Gezi davasında verilen hukuksuz karara karşı 40’a yakın kentte yapılan kitlesel basın açıklamalarında eşitlik, özgürlük, laiklik, barış isteyen milyonlarca insana gözdağı verilmek istendiği belirtildi; ‘Eşit, özgür bir ülke için mücadeleye devam edeceğiz’ denildi.
‘Davadaki intikam duygusu kişisel değil’ diyen Siyaset Bilimci Dinçer Demirkent Gezi davası kararı sonrası yapılması gerekenleri şöyle özetledi: Demokrasi içerik kazanmalı, talepler örgütlenmeli ve seçime o taleplerle gitmeli.”
“Dinleme hukuksuz, dosyada delil yok”
Sözcü gazetesi manşetindeki, “Dinleme hukuksuz, dosyada delil yok” başlıklı haberinde, “İstanbul 13. Ağır Ceza Mahkemesi'nde görülen Gezi davasında üç hakimden ikisi kararı onadı, bir hakim ise karşı oy kullandı.
Hakimlerden Murat Bircan'ın 2018'de AKP'den milletvekili aday adayı olduğu ortaya çıkmşıtı. Karara karşı çıkan hakim ise gerekçesinde dinleme kayıtlarından başka delil olmadığı, kayıtların kanuna aykırı elde edildiğini vurguladı. Verilen karşı oyun gerekçesinde şöyle denildi:
‘Dosya içeriğinde dinleme kayıtlarından başka delil yok. İlk dinleme kararı 2013'te ‘suç işlemek amacıyla örgüt kurma’ suçu için alınmış. ‘Hükümete Karşı Suç’ suçundan alınan dinleme kararı yok. 2014'te söz konusu madde dinleme kapsamındaki suçlara eklenmiş. Bu tarihten sonra alınan bir dinleme kararı yok.
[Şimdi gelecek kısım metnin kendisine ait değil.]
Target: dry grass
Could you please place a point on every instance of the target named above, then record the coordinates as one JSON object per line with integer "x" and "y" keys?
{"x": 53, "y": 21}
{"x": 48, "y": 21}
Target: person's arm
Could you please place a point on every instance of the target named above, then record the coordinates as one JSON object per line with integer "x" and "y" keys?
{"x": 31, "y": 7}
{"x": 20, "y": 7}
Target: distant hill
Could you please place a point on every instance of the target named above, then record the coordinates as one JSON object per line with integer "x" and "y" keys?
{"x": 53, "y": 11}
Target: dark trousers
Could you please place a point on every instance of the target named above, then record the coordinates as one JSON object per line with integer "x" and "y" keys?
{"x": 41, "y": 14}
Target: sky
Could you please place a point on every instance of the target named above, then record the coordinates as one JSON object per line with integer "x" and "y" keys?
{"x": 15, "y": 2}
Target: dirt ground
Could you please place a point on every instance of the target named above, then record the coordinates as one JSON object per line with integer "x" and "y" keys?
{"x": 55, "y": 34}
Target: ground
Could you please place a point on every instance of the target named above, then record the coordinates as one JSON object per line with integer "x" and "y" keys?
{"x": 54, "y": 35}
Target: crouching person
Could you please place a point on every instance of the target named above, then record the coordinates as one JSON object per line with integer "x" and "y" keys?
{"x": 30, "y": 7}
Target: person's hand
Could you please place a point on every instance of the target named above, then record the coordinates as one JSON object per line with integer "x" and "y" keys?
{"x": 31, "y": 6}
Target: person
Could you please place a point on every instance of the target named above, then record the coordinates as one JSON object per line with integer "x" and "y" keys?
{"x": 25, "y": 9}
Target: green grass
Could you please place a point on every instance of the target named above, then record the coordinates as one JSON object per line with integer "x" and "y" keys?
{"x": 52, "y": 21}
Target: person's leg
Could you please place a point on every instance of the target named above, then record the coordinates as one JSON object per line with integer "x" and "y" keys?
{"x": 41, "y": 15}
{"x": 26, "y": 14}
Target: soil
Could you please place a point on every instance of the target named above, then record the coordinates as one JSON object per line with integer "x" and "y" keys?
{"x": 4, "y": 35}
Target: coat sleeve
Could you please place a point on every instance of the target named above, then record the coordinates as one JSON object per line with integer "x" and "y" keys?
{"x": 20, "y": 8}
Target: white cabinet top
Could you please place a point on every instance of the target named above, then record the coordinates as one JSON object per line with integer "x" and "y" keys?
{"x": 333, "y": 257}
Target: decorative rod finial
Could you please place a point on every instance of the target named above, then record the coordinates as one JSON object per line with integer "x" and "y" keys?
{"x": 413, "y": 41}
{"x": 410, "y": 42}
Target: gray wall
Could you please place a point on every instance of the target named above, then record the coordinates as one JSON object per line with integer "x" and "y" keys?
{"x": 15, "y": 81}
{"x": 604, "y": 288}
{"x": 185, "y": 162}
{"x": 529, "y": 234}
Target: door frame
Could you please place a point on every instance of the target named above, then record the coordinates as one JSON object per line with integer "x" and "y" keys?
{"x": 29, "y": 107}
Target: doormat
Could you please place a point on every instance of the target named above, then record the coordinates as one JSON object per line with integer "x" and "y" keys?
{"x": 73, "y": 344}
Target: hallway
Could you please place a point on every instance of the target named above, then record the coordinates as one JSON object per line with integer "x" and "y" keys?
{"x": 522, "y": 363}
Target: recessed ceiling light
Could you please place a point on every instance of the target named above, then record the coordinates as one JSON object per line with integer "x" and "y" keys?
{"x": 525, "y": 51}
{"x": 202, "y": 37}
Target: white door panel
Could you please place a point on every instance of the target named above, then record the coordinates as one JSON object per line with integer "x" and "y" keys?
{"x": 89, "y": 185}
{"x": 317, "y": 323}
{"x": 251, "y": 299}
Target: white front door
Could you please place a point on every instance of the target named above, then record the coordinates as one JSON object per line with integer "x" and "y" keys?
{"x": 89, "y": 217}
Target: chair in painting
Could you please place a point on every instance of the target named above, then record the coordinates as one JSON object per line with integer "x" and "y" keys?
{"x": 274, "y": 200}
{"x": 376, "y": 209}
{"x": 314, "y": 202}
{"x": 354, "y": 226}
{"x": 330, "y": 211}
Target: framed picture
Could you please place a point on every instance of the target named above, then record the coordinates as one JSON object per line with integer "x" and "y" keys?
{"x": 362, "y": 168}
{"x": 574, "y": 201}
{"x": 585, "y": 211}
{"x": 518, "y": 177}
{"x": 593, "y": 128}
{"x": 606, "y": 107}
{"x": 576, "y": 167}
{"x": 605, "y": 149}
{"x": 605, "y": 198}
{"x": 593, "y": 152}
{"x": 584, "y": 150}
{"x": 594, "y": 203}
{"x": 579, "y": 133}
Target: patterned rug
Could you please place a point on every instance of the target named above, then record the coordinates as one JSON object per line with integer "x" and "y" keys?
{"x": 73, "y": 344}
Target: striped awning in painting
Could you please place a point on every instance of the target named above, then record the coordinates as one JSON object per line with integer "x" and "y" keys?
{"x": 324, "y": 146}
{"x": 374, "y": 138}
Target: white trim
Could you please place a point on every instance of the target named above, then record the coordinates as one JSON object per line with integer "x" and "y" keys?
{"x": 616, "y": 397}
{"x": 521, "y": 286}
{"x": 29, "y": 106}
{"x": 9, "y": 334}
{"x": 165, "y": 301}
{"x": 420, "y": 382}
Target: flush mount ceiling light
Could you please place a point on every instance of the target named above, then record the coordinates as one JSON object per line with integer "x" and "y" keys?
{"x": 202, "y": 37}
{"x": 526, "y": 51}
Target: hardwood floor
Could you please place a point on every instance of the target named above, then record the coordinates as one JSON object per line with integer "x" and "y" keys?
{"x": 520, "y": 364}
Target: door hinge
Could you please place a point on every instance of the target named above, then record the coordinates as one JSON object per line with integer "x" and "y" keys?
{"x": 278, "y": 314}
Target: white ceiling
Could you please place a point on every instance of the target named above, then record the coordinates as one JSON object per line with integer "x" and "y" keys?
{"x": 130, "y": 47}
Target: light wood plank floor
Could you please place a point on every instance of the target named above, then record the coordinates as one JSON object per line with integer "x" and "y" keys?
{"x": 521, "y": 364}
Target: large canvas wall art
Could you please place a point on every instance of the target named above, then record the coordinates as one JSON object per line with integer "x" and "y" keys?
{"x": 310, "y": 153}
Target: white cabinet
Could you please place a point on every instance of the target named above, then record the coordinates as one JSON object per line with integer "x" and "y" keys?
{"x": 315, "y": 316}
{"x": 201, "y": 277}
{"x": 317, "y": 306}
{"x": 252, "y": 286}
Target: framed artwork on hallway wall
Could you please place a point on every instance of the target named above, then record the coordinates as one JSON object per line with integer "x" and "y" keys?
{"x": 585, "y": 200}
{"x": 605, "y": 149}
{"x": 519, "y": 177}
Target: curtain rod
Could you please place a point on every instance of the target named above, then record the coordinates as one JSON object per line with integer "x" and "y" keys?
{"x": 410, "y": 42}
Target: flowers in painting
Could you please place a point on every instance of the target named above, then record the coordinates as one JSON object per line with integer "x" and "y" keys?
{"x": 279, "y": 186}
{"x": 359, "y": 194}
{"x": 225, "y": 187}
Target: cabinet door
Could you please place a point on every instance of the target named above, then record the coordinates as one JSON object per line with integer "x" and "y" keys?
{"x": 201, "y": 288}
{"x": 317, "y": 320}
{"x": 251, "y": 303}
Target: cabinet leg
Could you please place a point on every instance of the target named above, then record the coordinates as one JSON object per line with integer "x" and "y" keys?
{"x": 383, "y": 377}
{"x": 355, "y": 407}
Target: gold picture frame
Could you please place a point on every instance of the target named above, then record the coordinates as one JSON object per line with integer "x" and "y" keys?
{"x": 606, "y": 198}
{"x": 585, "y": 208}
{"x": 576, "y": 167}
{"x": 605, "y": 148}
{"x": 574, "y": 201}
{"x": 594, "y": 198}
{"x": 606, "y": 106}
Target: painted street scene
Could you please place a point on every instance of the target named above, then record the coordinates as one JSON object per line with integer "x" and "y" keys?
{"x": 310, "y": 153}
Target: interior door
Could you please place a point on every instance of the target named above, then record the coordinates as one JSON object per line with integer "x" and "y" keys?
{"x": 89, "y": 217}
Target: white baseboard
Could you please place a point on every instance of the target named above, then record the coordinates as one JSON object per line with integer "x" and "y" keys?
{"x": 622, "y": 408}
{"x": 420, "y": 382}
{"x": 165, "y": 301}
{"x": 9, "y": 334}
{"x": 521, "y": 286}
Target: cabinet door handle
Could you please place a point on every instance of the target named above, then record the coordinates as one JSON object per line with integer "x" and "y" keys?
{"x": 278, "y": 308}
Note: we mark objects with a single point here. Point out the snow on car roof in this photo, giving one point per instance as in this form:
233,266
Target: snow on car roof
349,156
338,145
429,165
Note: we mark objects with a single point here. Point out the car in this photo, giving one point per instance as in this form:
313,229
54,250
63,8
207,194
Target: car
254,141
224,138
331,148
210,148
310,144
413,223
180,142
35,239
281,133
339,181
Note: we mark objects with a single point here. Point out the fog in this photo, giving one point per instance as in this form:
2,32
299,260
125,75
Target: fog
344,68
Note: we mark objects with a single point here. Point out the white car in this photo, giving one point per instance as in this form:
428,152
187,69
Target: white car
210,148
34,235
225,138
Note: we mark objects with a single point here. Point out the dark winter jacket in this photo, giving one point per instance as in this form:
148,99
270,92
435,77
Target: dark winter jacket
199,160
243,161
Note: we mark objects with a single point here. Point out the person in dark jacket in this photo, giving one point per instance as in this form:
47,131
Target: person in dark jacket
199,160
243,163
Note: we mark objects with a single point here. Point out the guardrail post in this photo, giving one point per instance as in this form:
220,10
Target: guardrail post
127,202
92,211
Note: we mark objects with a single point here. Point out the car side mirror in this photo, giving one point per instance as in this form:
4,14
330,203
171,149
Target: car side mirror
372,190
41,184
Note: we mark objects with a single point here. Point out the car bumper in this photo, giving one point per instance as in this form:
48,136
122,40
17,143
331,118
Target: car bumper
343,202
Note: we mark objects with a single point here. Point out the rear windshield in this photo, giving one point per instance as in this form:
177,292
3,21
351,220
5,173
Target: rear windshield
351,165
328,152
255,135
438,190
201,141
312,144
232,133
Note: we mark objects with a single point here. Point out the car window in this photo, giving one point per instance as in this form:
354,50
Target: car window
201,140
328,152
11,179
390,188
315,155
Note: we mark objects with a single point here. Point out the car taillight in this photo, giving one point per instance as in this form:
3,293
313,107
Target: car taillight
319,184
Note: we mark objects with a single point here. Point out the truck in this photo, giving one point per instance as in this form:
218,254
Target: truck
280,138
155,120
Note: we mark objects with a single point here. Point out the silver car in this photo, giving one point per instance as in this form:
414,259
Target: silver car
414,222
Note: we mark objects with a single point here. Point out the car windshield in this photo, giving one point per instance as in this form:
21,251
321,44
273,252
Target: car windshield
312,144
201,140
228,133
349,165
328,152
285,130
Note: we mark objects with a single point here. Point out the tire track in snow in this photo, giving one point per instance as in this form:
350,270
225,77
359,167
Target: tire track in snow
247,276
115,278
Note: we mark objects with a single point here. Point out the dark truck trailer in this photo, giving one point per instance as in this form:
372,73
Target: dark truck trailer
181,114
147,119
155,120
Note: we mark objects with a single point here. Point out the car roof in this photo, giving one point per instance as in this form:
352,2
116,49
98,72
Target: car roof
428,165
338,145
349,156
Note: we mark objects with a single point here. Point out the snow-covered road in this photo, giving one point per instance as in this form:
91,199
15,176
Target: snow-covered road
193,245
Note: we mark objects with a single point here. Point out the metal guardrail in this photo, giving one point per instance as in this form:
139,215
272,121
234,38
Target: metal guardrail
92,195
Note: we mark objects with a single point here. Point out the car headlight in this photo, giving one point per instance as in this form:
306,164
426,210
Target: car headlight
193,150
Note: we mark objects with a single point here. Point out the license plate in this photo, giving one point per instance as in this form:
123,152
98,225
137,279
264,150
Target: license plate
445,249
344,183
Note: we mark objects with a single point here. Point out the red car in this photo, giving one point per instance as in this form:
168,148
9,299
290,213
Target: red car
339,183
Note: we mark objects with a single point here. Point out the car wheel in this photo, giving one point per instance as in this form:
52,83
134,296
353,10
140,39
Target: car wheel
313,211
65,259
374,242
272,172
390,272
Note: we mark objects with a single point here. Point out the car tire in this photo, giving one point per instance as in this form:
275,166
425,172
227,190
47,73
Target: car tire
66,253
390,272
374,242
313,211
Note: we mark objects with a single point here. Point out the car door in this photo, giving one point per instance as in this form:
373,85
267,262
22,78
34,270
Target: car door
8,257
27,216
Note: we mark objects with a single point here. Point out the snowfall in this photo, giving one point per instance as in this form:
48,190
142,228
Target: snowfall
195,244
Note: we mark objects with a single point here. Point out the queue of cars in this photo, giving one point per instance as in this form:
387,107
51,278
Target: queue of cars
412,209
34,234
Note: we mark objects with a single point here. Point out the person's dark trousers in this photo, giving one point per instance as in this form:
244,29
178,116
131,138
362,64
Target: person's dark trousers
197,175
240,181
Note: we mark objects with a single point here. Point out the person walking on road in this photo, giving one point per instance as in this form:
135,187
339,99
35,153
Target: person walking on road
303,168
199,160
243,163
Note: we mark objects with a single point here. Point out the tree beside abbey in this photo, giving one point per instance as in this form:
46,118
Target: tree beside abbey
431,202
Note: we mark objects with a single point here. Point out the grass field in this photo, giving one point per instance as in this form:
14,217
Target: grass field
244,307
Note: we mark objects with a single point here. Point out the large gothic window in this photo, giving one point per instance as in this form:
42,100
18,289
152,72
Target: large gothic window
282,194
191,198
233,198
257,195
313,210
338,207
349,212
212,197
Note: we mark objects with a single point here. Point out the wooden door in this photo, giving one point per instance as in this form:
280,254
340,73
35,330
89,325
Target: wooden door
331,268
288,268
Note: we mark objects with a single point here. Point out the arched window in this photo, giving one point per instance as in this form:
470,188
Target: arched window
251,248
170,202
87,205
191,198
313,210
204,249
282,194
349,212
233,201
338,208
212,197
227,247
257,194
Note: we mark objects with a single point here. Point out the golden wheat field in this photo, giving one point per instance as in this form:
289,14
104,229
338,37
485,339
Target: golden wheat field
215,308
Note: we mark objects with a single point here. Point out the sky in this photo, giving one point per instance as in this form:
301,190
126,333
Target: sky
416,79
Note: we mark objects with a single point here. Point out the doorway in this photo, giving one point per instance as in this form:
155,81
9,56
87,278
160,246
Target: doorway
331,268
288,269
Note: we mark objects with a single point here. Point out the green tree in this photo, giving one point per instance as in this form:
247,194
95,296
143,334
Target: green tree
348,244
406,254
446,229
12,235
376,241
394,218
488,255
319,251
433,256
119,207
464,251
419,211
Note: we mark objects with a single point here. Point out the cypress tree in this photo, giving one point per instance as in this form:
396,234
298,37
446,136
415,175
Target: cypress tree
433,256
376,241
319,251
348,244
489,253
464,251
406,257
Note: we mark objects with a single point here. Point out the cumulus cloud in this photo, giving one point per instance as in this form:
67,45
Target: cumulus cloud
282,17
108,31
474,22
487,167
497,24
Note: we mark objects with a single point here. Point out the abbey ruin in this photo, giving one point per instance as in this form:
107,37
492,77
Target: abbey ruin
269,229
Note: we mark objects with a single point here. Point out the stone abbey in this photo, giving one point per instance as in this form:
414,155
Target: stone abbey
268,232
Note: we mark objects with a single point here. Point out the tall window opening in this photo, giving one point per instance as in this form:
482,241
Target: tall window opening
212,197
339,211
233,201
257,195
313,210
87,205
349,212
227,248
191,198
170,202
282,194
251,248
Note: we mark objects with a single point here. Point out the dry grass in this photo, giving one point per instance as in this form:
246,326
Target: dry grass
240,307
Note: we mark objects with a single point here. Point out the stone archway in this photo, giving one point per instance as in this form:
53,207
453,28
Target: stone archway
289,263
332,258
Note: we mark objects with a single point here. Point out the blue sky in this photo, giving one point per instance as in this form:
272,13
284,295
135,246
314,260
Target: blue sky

Dosyadaki tüm dinleme kayıtları 2 Aralık 2014 tarihinden önce. Bu haliyle dinleme kayıtları kanuna ve hukuka aykırı delil niteliğindedir. Yerleşik Yargıtay İçtihatlarına göre dosyadaki dinleme kayıtları yasak delil mahiyetinde. Sanıkların kanuna aykırı dinleme kayıtlarına karşı beyanları da yasak delile dayandığından hükme esas alınamaz. Aksi kabul edilse dahi dinleme kayıtlarını destekleyen somut kanıtlar yok. Tek başına dinleme kayıtları sanıkların üzerlerine atılı suçlardan mahkumiyetlerine yeter değil. Sanıkların üzerlerine atılı suçlardan cezalandırılmalarına yeterli her türlü kuşkudan uzak, somut, kesin ve inandırıcı başkaca delil yok. Bu nedenle beraatlarını, Osman Kavala'nın da tahliyesi görüşündeyim’” ifadelerine yer verdi.
“Ya bir oluruz ya yok oluruz”
Yeni Yaşam gazetesi manşetindeki, “Ya bir oluruz ya yok oluruz” başlıklı haberinde, “AKP-MHP-KDP ortaklığında Federe Kürdistan’ın Zap, Avaşin, Metina ile Şengal ve Kuzey-Doğu Suriye’ye yönelik başlatılan kapsamlı operasyona, ülke içinde de eşzamanlı baskılar eşlik ediyor. Gezi Davası’nda 7 isme ağır cezalar verildi. Osman Kavala’ya ağırlaştırılmış müebbet, Mücella Yapıcı, Çiğdem Mater, Ali Hakan Altınay, Mine Özerden, Tayfun Kahraman, Can Atalay ve Yiğit Ali Emekçi’ye 18’er yıl hapis cezası verildi, ardından tutuklama çıkarıldı.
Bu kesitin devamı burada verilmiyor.